Shinhan Card Faces Scrutiny After Three-Year Employee Data Leak, Raising Questions About Internal Controls

COMPANY / Reporter Paul Lee / 2025-12-29 03:38:44

Photo courtesy of Yonhap News

 

[Alpha Biz= Paul Lee] Shinhan Card, South Korea’s largest credit card company, is under scrutiny after failing to detect a major personal data leak by employees over a three-year period, raising questions about the effectiveness of its internal control systems.

According to financial industry sources on the 27th, Shinhan Card confirmed that staff from certain branches in the Jeolla and Chungcheong regions had unlawfully accessed and leaked personal information of approximately 190,000 merchant representatives between March 2022 and May 2025. The employees reportedly used screenshots and manual record-keeping to extract the data from internal systems.

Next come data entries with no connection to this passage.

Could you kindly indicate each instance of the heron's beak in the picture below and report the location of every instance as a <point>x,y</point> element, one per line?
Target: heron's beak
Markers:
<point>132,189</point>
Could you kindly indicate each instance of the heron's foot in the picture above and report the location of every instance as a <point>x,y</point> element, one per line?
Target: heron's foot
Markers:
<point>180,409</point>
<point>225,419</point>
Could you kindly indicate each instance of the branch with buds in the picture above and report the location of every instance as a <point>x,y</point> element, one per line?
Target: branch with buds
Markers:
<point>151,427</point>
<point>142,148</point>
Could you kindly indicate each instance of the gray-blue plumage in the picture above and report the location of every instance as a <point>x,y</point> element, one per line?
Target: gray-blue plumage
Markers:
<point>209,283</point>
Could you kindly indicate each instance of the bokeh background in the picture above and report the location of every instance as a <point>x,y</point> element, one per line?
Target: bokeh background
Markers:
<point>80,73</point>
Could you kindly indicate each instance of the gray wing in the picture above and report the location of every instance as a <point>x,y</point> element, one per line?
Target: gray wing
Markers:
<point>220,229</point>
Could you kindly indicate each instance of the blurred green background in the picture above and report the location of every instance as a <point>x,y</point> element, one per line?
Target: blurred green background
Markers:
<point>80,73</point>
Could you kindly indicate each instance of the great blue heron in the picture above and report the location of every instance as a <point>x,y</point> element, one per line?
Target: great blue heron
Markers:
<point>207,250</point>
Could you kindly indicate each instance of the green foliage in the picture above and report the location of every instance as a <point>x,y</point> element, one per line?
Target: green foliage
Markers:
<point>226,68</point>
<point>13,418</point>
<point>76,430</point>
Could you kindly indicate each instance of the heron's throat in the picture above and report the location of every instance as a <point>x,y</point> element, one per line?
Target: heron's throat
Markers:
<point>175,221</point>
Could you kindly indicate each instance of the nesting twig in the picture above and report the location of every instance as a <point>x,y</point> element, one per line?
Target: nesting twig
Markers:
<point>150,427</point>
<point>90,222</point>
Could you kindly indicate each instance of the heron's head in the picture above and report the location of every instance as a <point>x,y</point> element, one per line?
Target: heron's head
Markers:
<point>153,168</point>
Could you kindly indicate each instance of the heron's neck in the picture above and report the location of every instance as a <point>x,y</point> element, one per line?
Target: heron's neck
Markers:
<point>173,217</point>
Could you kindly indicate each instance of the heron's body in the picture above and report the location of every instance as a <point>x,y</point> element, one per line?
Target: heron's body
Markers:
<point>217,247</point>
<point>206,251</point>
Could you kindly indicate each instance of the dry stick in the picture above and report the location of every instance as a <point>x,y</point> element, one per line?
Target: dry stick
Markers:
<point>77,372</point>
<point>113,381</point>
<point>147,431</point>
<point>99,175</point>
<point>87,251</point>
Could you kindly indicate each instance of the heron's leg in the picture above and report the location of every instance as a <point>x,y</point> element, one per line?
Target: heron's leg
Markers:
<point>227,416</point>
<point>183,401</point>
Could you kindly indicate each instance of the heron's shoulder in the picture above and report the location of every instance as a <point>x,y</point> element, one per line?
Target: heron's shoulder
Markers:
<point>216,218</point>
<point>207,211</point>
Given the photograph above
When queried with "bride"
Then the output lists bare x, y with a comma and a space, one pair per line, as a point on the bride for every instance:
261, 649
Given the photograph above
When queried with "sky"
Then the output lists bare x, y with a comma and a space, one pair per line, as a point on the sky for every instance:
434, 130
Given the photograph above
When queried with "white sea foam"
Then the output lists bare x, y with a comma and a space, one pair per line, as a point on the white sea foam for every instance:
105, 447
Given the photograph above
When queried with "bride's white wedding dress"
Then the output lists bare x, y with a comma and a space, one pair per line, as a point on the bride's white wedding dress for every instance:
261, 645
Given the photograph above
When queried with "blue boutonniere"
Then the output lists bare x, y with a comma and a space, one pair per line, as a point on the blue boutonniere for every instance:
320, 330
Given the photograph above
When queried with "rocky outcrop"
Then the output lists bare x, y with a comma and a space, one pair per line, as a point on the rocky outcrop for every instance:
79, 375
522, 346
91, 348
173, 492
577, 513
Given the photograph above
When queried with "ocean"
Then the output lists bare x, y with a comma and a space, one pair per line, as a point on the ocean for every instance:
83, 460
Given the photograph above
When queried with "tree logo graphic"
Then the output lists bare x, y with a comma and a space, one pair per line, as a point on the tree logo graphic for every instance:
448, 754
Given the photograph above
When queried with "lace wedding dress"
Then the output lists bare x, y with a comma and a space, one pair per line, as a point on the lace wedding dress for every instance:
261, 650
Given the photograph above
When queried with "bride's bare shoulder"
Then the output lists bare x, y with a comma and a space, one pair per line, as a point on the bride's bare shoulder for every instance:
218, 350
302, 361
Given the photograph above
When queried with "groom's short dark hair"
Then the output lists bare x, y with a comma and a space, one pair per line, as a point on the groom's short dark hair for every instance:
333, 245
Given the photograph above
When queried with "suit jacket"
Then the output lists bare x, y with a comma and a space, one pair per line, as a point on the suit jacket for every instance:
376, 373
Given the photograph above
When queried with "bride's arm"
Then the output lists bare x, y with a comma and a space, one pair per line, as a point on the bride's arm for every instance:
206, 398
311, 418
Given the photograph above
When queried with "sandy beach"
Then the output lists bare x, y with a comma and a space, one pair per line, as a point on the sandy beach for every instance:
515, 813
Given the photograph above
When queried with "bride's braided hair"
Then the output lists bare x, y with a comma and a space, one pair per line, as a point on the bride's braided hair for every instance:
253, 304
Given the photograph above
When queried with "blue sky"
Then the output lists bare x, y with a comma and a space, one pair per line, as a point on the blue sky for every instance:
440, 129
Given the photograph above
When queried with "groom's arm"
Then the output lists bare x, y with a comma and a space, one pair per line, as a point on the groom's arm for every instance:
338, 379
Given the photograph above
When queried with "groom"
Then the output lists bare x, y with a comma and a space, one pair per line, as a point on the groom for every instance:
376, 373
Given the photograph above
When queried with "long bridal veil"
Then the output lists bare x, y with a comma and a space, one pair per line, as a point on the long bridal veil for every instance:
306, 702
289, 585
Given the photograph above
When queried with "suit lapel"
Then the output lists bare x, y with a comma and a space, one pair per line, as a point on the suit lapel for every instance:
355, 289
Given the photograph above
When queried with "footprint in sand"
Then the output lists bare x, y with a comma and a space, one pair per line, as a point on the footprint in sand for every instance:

Security experts caution that, given the prolonged duration of the leak, it is difficult to completely rule out the possibility of additional undiscovered data exfiltration.

Shinhan Card stated that the incident was not caused by external hacking, but by internal staff misconduct, and that the likelihood of the leaked information spreading further is limited. However, the scale and duration of the leak—spanning three years and involving 190,000 records—have raised concerns about potential secondary and tertiary damages.

The company’s 2024 Sustainability Report indicates that investment in information security has declined in recent years. The proportion of information security spending relative to total IT budgets fell from 10.8% in 2022 to 9.3% in 2023, and 8.2% last year. Employee cybersecurity training also decreased, dropping approximately 12.3% from 18,270 hours in 2023 to 16,023 hours in 2024.

Notably, Shinhan Card holds top-level national certifications and ratings in information security and personal data protection. The company has achieved the highest grade for four consecutive years (2021–2024) under the Financial Services Commission and Financial Supervisory Service’s ongoing information security evaluations, covering 59 assessment items. These results are regularly reported to the board and used externally to demonstrate the company’s information security capabilities.

Shinhan Card has also obtained the Information Security Management System-Personal Information Protection (ISMS-P) certification, the highest-level national accreditation verifying corporate information management and data protection standards in South Korea.

Despite these certifications, the fact that unauthorized data exfiltration by employees went undetected for over three years at a large financial institution with 15 million members highlights significant shortcomings in practical internal controls.

Industry observers expect the incident to trigger a comprehensive review of internal control systems across the credit card sector. Discussions are likely to accelerate regarding the adoption of new evaluation frameworks that move beyond formal assessments to test real-world cybersecurity capabilities.